Tuesday, June 12, 2007

You're Welcome—or Are You?

The organization Discover America has been undertaking some research on the openness of Americans to those who are new, strangers, foreigners or aliens.

This study has been undertaken because the U.S. entry process has created a climate of fear and frustration that is turning away foreign business and leisure travelers from visiting the United States – and damaging America’s image abroad.

The research, conducted by independent polling firm RT Strategies, and based upon a survey of more than 2,000 travelers worldwide, sought to gauge traveler perceptions of the U.S. visa and entry process, and how opinions of America differ among those that have and have not visited the U.S.
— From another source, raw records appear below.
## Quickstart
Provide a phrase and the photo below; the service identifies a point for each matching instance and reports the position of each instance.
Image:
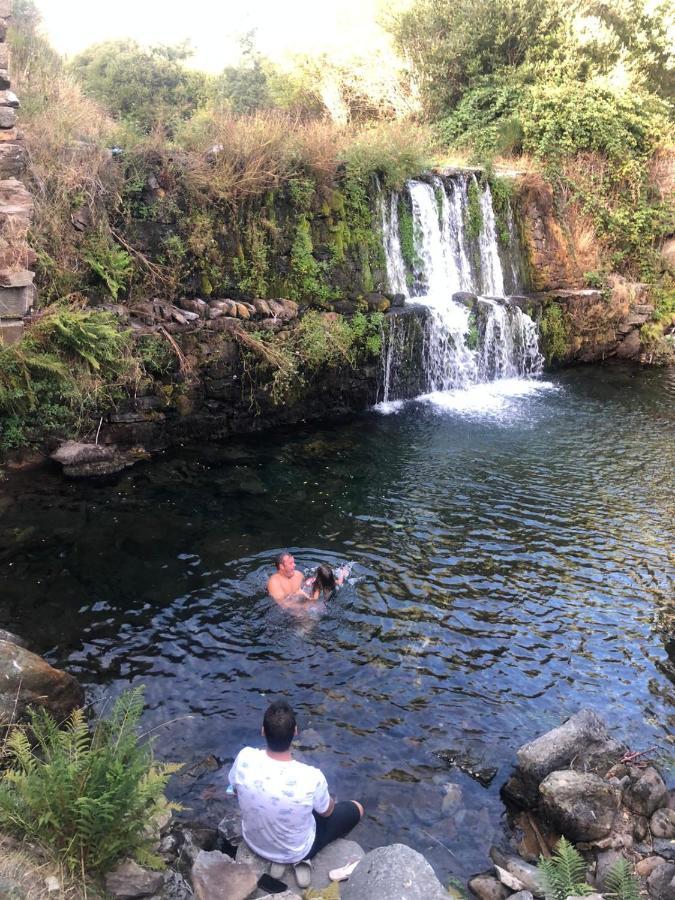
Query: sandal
(343, 873)
(303, 873)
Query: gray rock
(334, 856)
(129, 880)
(217, 877)
(646, 866)
(664, 848)
(175, 887)
(10, 889)
(487, 887)
(396, 872)
(662, 823)
(604, 862)
(582, 806)
(527, 874)
(558, 748)
(27, 680)
(661, 883)
(646, 794)
(12, 638)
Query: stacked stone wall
(17, 294)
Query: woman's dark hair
(325, 579)
(279, 726)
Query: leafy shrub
(111, 263)
(86, 797)
(621, 882)
(564, 873)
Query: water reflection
(509, 567)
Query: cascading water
(478, 335)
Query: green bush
(86, 797)
(564, 873)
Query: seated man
(287, 814)
(286, 581)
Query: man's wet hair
(279, 726)
(280, 558)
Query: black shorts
(339, 823)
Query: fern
(564, 873)
(621, 881)
(87, 797)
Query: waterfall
(472, 332)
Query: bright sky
(213, 26)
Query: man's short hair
(280, 558)
(279, 726)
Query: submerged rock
(80, 460)
(217, 877)
(646, 794)
(391, 872)
(581, 805)
(27, 680)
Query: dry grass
(30, 867)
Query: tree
(142, 85)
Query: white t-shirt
(276, 800)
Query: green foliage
(68, 365)
(501, 190)
(85, 797)
(393, 151)
(471, 336)
(156, 355)
(621, 883)
(564, 873)
(474, 214)
(113, 265)
(554, 333)
(406, 234)
(143, 85)
(286, 363)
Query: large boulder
(580, 735)
(27, 680)
(217, 877)
(392, 872)
(582, 806)
(647, 794)
(661, 883)
(129, 880)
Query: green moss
(406, 234)
(501, 190)
(554, 333)
(474, 214)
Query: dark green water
(511, 564)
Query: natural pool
(512, 550)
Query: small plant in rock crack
(564, 873)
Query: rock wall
(16, 205)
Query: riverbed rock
(662, 823)
(581, 805)
(27, 680)
(12, 638)
(526, 874)
(217, 877)
(396, 871)
(129, 880)
(647, 794)
(487, 887)
(81, 460)
(557, 749)
(337, 854)
(661, 882)
(647, 865)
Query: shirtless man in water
(286, 581)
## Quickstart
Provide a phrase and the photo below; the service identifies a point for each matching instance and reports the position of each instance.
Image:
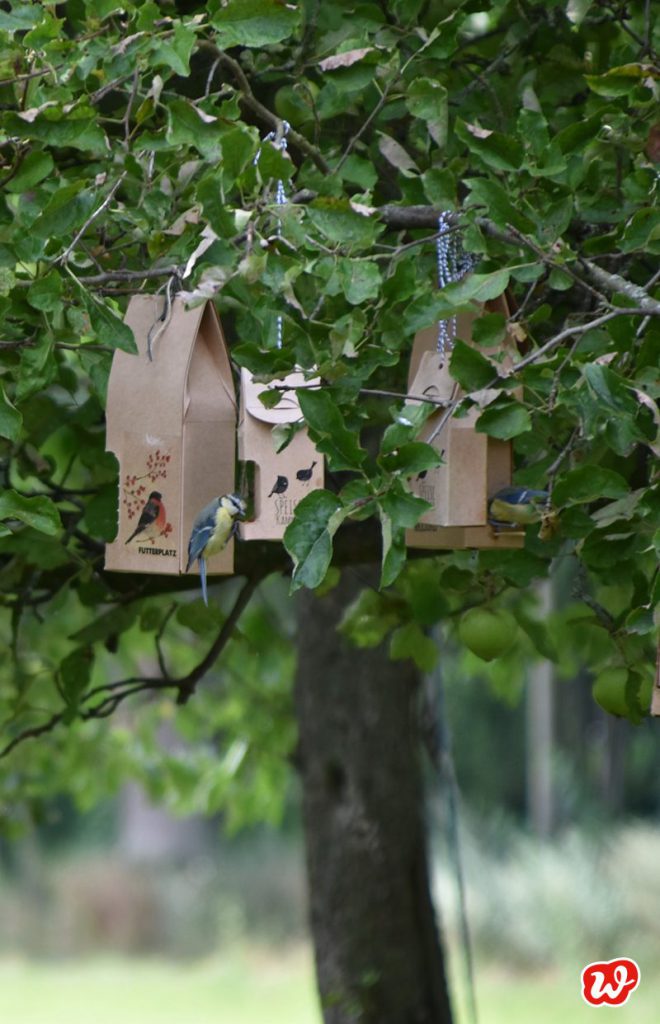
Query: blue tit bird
(513, 507)
(212, 529)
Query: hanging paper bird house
(281, 478)
(171, 423)
(474, 466)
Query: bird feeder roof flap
(288, 409)
(189, 361)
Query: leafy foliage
(129, 137)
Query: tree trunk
(379, 956)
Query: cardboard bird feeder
(171, 423)
(281, 478)
(474, 465)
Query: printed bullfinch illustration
(152, 518)
(213, 527)
(513, 507)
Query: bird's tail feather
(203, 577)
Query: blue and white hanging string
(453, 264)
(278, 138)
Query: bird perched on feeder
(152, 518)
(514, 507)
(212, 529)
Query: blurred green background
(137, 913)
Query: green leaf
(45, 293)
(518, 567)
(107, 327)
(619, 81)
(504, 419)
(393, 549)
(537, 633)
(502, 153)
(111, 624)
(22, 16)
(404, 509)
(588, 483)
(37, 166)
(10, 418)
(470, 368)
(477, 287)
(68, 209)
(642, 230)
(361, 280)
(338, 222)
(253, 23)
(498, 205)
(580, 133)
(428, 99)
(39, 512)
(410, 642)
(409, 458)
(367, 621)
(309, 538)
(175, 51)
(75, 675)
(101, 513)
(489, 329)
(76, 129)
(328, 430)
(199, 617)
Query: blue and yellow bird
(513, 507)
(212, 529)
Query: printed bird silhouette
(279, 485)
(152, 518)
(305, 474)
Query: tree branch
(113, 694)
(617, 285)
(262, 112)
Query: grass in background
(243, 987)
(253, 987)
(538, 913)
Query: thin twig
(258, 108)
(92, 217)
(532, 357)
(129, 107)
(186, 685)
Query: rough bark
(379, 956)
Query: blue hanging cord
(278, 139)
(453, 264)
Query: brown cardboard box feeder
(171, 424)
(281, 478)
(474, 467)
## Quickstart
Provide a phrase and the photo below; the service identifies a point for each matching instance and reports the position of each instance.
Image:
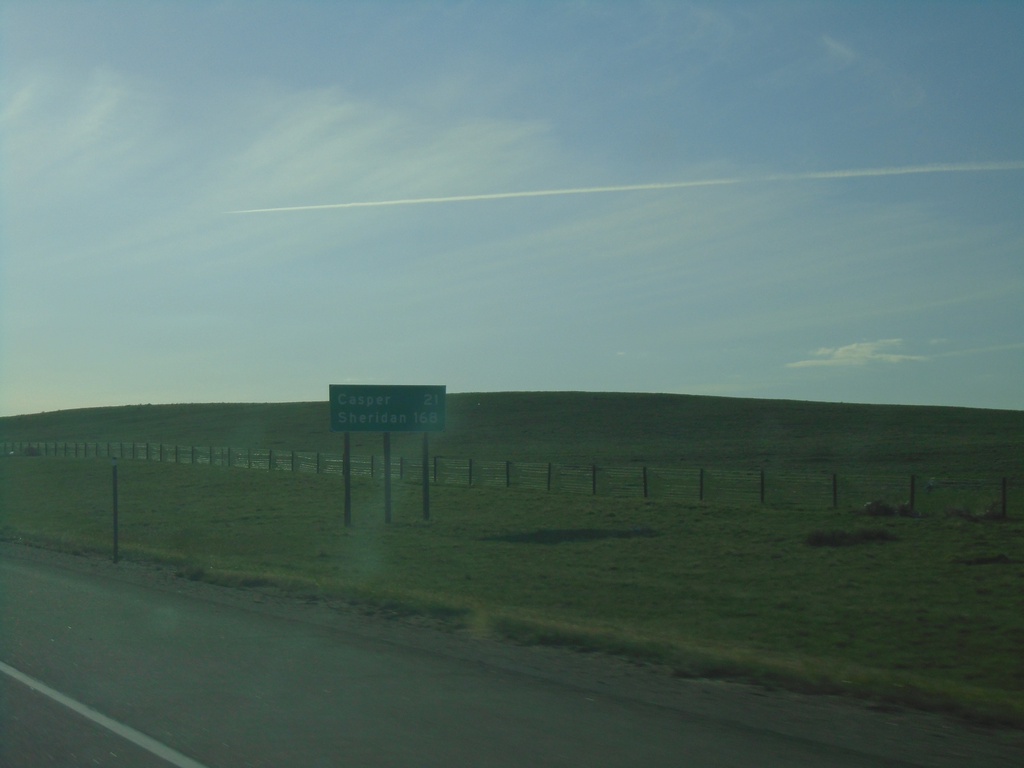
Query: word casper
(387, 409)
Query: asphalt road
(128, 666)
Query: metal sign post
(114, 464)
(372, 408)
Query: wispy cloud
(860, 353)
(810, 176)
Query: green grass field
(924, 610)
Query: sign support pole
(426, 479)
(114, 463)
(346, 471)
(387, 477)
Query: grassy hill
(923, 610)
(604, 428)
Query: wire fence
(812, 489)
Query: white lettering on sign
(366, 401)
(378, 418)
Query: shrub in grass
(847, 538)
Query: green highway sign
(372, 408)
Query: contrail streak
(811, 176)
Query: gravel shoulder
(894, 735)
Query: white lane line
(139, 739)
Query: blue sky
(863, 240)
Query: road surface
(127, 665)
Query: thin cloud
(860, 353)
(811, 176)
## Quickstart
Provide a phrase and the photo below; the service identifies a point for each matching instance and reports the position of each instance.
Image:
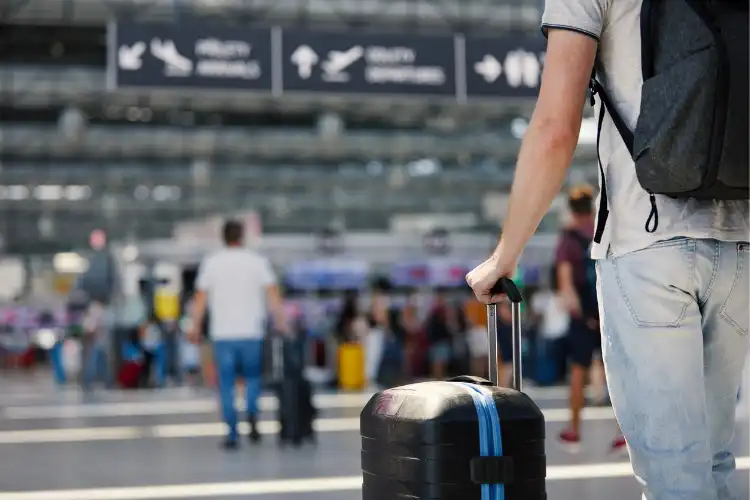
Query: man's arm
(551, 139)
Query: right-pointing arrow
(489, 67)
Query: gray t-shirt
(616, 25)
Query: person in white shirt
(673, 297)
(238, 286)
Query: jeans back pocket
(736, 309)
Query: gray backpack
(691, 139)
(100, 279)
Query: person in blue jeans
(97, 325)
(672, 293)
(237, 286)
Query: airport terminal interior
(366, 148)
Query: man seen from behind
(238, 286)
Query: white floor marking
(218, 429)
(291, 486)
(199, 404)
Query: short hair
(232, 232)
(581, 199)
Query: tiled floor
(163, 445)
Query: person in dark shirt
(576, 286)
(439, 335)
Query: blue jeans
(56, 360)
(95, 364)
(233, 358)
(674, 331)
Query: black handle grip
(471, 380)
(506, 286)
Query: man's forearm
(542, 166)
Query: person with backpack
(673, 224)
(576, 286)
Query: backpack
(99, 280)
(690, 140)
(587, 293)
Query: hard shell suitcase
(462, 439)
(294, 392)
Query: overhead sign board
(368, 63)
(504, 67)
(190, 55)
(210, 56)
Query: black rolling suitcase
(463, 439)
(294, 392)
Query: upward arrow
(304, 58)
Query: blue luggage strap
(490, 436)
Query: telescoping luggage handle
(507, 287)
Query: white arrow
(304, 58)
(489, 68)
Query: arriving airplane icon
(175, 63)
(489, 68)
(305, 59)
(131, 58)
(340, 60)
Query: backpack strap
(596, 88)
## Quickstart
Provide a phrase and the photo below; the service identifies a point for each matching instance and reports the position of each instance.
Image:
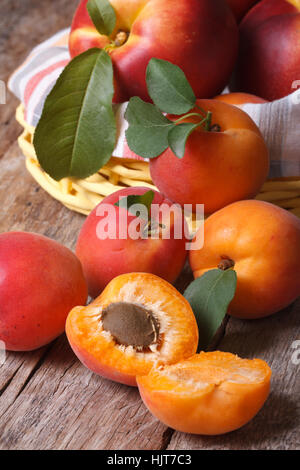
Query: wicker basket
(82, 195)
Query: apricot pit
(131, 324)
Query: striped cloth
(279, 121)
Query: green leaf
(178, 136)
(145, 199)
(147, 134)
(102, 15)
(168, 87)
(77, 130)
(209, 297)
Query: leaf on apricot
(178, 136)
(145, 199)
(102, 15)
(209, 297)
(168, 87)
(77, 130)
(147, 134)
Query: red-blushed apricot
(40, 281)
(200, 36)
(107, 257)
(218, 167)
(209, 393)
(262, 243)
(240, 98)
(139, 320)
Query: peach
(268, 63)
(219, 167)
(240, 98)
(40, 281)
(139, 320)
(262, 242)
(200, 36)
(240, 7)
(110, 255)
(209, 393)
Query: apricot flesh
(175, 338)
(40, 281)
(209, 393)
(263, 241)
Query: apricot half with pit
(209, 393)
(139, 320)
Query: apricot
(104, 258)
(200, 36)
(139, 320)
(240, 98)
(40, 281)
(219, 166)
(209, 393)
(262, 243)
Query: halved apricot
(138, 321)
(209, 393)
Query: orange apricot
(262, 242)
(209, 393)
(240, 98)
(139, 320)
(226, 164)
Among the study’s key findings:

* The U.S. entry process is considered the “world’s worst” by travelers.
* Travelers rate America’s entry process as the “world’s worst” by greater than a 2:1 margin over the next-worst destination area.
* 54 percent of international travelers say that immigration officials are rude.
* Travelers to the U.S. are more afraid of U.S. government officials than the threat of terrorism or crime.
* Two-thirds of travelers surveyed fear they will be detained at the border because of a simple mistake or misstatement.

Unfortunately, perceptions of a ‘rude’ and ‘arrogant’ entry process are turning away travelers and harming America’s image.”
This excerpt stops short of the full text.